Mengawal Dana Cermin Buruk

Ilustrasi kawal anggaran. harianpilar.com

PRAKTIK prostitusi dan gelandangan serta pengemis merupakan potret penyakit masyarakat perkotaan. Berbagai problem sosial itu harus mendapat penanganan serius. Di Pasar Seni Enggal, PKOR Way Halim, dan beberapa tempat di Kota Bandar Lampung, prostitusi secara terang-terangan terlihat.

Begitu juga dengan gelandangan dan pengemis (gepeng) yang kerap mangkal di perempatan lampu merah, bukannya berkurang, malah jumlahnya kian bertambah dan sangat mengganggu lalu lintas jalan raya. Harus kita akui pula, mengatasi rupa-rupa penyakit masyarakat itu harus dilakukan pemerintah. Pemerintah Kota (Pemkot) Bandar Lampung tidak boleh acuh terhadap problem sosial ini.

Untuk mengatasi penyakit masyarakat itu, tak tanggung-tanggung Pemkot mematok dana dalam APBD 2017 sebesar Rp900 juta. Amat wajar jika publik mempertanyakan besaran dana yang nyaris mencapai Rp1 miliar tersebut. Untuk apa? Hal ini patut dipertanyakan kepada satuan kerja sebagai pengguna anggaran.

Anggaran yang dialokasilan lewat APBD yang notabene berasal dari pendapatan asli daerah (PAD), pajak, dan retribusi warga Bandar Lampung harus jelas pengalokasiannya dan tepat sasaran. Jangan dijadikan bancakan baru bagi pengelola anggaran.

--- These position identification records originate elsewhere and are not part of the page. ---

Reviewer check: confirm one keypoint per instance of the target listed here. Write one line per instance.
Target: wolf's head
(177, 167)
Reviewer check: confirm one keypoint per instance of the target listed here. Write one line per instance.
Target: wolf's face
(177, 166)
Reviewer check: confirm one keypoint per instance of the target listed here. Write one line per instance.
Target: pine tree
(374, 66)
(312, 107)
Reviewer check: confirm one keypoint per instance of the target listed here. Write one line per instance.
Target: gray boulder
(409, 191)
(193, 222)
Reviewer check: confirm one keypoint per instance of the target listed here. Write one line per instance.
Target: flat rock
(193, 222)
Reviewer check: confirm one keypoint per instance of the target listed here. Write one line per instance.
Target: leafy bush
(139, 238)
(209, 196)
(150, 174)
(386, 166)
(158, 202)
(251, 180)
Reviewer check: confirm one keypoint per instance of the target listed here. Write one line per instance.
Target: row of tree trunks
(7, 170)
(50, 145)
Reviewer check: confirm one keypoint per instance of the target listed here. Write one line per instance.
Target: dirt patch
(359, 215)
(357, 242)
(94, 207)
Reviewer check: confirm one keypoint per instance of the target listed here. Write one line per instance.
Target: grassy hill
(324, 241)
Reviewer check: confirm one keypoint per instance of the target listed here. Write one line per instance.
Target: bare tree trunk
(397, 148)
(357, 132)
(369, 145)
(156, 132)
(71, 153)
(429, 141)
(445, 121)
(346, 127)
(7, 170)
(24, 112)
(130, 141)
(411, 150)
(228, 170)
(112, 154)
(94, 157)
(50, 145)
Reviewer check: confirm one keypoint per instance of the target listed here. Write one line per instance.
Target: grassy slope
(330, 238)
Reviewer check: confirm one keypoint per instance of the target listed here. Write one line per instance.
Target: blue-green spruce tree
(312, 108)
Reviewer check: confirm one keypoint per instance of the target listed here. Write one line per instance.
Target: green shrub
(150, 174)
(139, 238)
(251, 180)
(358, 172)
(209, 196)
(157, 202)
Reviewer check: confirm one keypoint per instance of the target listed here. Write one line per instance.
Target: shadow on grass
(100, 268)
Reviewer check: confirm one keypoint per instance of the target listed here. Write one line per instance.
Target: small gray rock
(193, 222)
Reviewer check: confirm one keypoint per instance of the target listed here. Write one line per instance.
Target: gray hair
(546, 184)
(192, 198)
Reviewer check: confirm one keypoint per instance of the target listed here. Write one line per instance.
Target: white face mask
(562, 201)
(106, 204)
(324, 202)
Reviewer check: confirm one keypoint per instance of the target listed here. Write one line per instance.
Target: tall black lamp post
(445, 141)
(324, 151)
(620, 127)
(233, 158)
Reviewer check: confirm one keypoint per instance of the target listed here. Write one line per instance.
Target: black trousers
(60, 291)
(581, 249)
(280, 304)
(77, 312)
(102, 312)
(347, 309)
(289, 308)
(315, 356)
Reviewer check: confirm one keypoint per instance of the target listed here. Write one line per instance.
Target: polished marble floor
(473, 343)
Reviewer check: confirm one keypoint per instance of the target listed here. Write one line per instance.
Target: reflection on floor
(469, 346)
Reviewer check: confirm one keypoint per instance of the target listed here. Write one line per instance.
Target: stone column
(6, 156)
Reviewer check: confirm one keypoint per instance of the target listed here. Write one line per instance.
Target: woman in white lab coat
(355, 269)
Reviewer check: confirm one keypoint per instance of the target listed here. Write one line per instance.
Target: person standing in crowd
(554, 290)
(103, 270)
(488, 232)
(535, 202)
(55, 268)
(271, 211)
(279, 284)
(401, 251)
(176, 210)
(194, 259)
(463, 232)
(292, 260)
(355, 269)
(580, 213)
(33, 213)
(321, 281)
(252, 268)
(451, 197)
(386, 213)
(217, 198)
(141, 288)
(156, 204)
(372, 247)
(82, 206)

Seharusnya dana itu tak cuma untuk razia, juga digunakan untuk pembinaan. Sebab, percuma saja razia dilakukan tapi tidak menyelesaikan persoalan. Uang rakyat dikuras, tapi gelandangan dan pengemis serta penjajak seks masih berkeliaran di mana-mana. Karena razia hanya dikenakan sanksi administratif yang tidak membuat jera dan memberikan solusi.

Sejatinya, pekerja seks dan gepeng yang terjaring razia tak hanya diberi penyadaran. Warga kota terpinggirkan ini harus dibekali modal untuk mengembangkan keahlian guna mendapatkan penghasilan yang halal. Jika penganggaran tidak tepat sasaran, lebih baik Rp900 juta untuk membayar honor pegawai lepas dan tunjangan kinerja pegawai, juga tunjangan sertifikasi guru.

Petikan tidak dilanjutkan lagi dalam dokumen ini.